Sicher ist: Es wird eine Zeit nach Trump geben; diese muss nicht, aber sie kann besser werden. Einige Dinge, die konstitutiv waren für "den Westen", werden wohl Bestand haben. Die USA und die Europäer (zumindest die meisten) werden marktwirtschaftliche, rechtsstaatliche, mehr oder weniger liberale Demokratien bleiben - und damit natürliche Partner füreinander. Autokratien wie Russland oder China jedenfalls sind als politische Verbündete keine ernsthafte Alternative zu den USA.

Doch es gibt auch Probleme jenseits von Donald Trump. Diese haben weniger mit der Frage zu tun, ob Amerikaner, Europäer oder Deutsche künftig getrennte Wege gehen, sondern damit, wie die Lastenverteilung zwischen ihnen aussehen soll. Der Rückzug der müde gewordenen Supermacht Amerika aus der Welt begann ja bereits unter Präsident Barack Obama. Der war zwar höflicher. Aber er teilt mit Trump - und einem Großteil der amerikanischen Wähler - die Ansicht, dass die USA nicht mehr der Weltpolizist sein sollten, der Blut und Geld an fernen, fremden Orten investiert, wo es nichts zu gewinnen gibt.
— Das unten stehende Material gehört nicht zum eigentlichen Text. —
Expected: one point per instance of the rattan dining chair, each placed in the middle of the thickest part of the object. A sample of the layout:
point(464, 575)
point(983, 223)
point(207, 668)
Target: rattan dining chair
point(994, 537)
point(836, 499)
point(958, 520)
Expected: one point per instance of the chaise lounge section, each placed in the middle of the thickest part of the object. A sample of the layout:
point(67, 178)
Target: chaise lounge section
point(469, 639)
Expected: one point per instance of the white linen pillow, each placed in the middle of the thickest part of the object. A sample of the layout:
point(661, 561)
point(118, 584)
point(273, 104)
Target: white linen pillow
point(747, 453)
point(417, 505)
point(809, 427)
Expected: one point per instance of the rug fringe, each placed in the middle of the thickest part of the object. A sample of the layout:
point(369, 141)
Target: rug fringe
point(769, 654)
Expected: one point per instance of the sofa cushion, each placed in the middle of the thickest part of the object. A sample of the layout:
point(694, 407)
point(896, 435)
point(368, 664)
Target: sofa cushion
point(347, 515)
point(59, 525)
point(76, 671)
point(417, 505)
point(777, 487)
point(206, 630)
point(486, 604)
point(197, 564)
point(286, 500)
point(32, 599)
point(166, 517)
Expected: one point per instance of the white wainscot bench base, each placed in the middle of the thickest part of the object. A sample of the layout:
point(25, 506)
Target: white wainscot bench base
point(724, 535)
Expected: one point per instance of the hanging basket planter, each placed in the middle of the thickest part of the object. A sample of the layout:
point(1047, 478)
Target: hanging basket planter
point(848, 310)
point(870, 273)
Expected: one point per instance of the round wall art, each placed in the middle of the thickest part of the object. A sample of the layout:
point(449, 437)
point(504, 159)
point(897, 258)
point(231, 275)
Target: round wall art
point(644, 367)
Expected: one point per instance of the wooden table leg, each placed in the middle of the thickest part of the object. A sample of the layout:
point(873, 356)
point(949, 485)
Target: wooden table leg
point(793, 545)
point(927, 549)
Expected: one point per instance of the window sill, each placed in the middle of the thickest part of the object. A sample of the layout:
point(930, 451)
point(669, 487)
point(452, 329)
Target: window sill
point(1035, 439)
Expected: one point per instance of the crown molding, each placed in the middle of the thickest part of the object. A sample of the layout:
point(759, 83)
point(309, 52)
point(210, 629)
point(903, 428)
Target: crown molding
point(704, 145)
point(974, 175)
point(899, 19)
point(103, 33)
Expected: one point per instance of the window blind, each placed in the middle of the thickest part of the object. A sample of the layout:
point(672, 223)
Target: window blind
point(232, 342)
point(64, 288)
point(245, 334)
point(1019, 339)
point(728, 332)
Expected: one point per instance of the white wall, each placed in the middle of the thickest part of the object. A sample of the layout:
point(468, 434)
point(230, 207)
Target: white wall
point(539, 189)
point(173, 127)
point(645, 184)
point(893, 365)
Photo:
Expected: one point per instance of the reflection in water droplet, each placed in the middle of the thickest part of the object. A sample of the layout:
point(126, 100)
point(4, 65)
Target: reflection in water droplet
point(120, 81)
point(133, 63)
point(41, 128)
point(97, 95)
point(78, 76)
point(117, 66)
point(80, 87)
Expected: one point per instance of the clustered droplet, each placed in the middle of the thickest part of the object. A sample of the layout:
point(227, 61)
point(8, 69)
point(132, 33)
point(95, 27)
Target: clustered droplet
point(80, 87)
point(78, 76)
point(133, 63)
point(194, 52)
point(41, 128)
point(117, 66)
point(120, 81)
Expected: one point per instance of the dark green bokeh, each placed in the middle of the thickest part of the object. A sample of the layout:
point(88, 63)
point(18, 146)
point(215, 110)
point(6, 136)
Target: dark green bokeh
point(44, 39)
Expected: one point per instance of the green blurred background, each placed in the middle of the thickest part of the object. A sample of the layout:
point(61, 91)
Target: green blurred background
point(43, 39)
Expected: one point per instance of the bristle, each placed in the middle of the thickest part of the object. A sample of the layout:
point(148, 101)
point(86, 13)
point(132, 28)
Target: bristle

Dieser durchaus legitime Unwille der Amerikaner, in der Welt für Ordnung zu sorgen, wird sich nicht einfach wieder verflüchtigen, wenn Trump abtritt. Die Fragen, die Deutschland und Europa daher ebenso ehrlich stellen und beantworten müssen, lauten: Sind sie bereit, dabei zu helfen, das Vakuum zu füllen, das Amerika hinterlässt? Und wie sieht dann die innereuropäische Macht- und Kostenbalance aus? Deutsche Träume von einer Führungsrolle in Europa und der Welt haben sich oft genug als Albträume erwiesen. Und dass Europa gemeinsam den Willen hat, in der Welt eine starke politische Rolle zu spielen, hat es bisher nicht bewiesen.

Das sind alles keine ermutigenden Diagnosen. Doch am Ende gilt für den Westen, was auch für Amerika gilt: Donald Trump kann nur kaputtmachen, was man ihn kaputtmachen lässt.